La guerra dell’IA rischia di replicare il crollo dei motori di ricerca degli anni ’90

Un solo vincitore, molti “perdenti”

Nel pieno della corsa globale all’Intelligenza Artificiale, l’imprenditore miliardario Mark Cuban ha lanciato un avvertimento che risuona come un déjà-vu della storia di Internet: la competizione tra colossi tech per dominare l’IA potrebbe finire esattamente come la guerra dei motori di ricerca degli anni ’90 - con un unico vincitore e una lunga scia di “cadaveri” digitali.

Negli anni ’90 esistevano decine di motori di ricerca: AltaVista, Lycos, Ask Jeeves, Excite, Inktomi e molti altri. Poi è arrivato Google. Più veloce, più preciso, più scalabile.
Risultato: gli altri sono scomparsi in pochi anni.

Secondo Cuban, lo stesso destino potrebbe ripetersi oggi con l’IA generativa: piattaforme come OpenAI, Google, Meta, Anthropic e altre stanno bruciando miliardi per conquistare utenti, modello dopo modello, aggiornamento dopo aggiornamento. Ma alla fine, avverte l’imprenditore, il mercato potrebbe consolidarsi drasticamente.

La competizione attuale: una maratona… o uno scontro frontale?

Le Big Tech stanno investendo su tre fronti principali:

  • Potenza computazionale (GPU, data center, supercomputer)
  • Modelli linguistici sempre più avanzati
  • Integrazione totale nei propri ecosistemi (OS, cloud, hardware personale)

Cuban sottolinea come questo ritmo di innovazione rapidissimo possa portare a differenze qualitative sempre più marcate tra i player. In altre parole: chi riuscirà a distanziare gli altri anche solo per qualche mese potrebbe creare un vantaggio competitivo impossibile da colmare.

Perché un solo vincitore?

Secondo Cuban, l’IA generativa è un settore che tende naturalmente a:

1. Effetti di rete

Più utenti → più dati → più addestramento → modello migliore → ancora più utenti.
Un circolo difficilissimo da invertire.

2. Costi enormi di ingresso

L’accesso alla potenza di calcolo necessaria è insostenibile per startup e nuovi concorrenti.

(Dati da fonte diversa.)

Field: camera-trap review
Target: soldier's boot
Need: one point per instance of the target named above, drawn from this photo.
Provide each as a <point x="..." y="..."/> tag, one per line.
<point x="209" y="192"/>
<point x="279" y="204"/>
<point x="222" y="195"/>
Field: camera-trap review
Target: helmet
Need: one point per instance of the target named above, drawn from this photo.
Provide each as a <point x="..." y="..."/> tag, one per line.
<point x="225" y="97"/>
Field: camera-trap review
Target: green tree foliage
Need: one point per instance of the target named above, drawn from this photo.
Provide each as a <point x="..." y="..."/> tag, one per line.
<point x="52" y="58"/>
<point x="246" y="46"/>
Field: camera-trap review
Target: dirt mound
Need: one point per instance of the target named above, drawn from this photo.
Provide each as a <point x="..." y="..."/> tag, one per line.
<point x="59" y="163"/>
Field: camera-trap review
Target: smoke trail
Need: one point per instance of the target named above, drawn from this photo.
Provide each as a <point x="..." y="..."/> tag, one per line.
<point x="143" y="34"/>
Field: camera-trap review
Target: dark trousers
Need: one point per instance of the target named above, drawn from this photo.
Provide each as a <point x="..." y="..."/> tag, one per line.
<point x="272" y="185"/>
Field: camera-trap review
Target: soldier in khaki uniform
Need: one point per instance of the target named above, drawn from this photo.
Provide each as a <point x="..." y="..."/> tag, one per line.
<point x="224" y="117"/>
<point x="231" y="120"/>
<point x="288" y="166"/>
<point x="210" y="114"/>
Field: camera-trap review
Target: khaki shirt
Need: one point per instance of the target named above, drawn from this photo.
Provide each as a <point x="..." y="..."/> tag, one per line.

3. Dipendenza dagli ecosistemi

Se un colosso integra l’IA profondamente nel proprio hardware, software e servizi cloud, l’utente tenderà a restarne “incastrato”.

Che cosa significa per il futuro dell’IA?

Se Cuban ha ragione, potremmo assistere a un futuro in cui:

  • solo pochi modelli dominano il mercato globale
  • gli sviluppatori si concentrano su un’unica tecnologia prevalente
  • l’innovazione dipende da un ristretto gruppo di aziende
  • startup e nuovi player trovano sempre meno spazio

Allo stesso tempo, uno scenario del genere solleva domande etiche e politiche su concorrenza, monopolio, privacy e controllo dell’informazione.

Conclusione

Mark Cuban non è nuovo a previsioni disruptive, ma il suo paragone con la “guerra dei motori di ricerca” degli anni ’90 è un avvertimento che merita attenzione.
La corsa all’IA non è solo tecnica o economica: è una battaglia per la leadership tecnologica del prossimo decennio.
E come ci insegna la storia, in alcune guerre digitali non c’è posto per molti vincitori.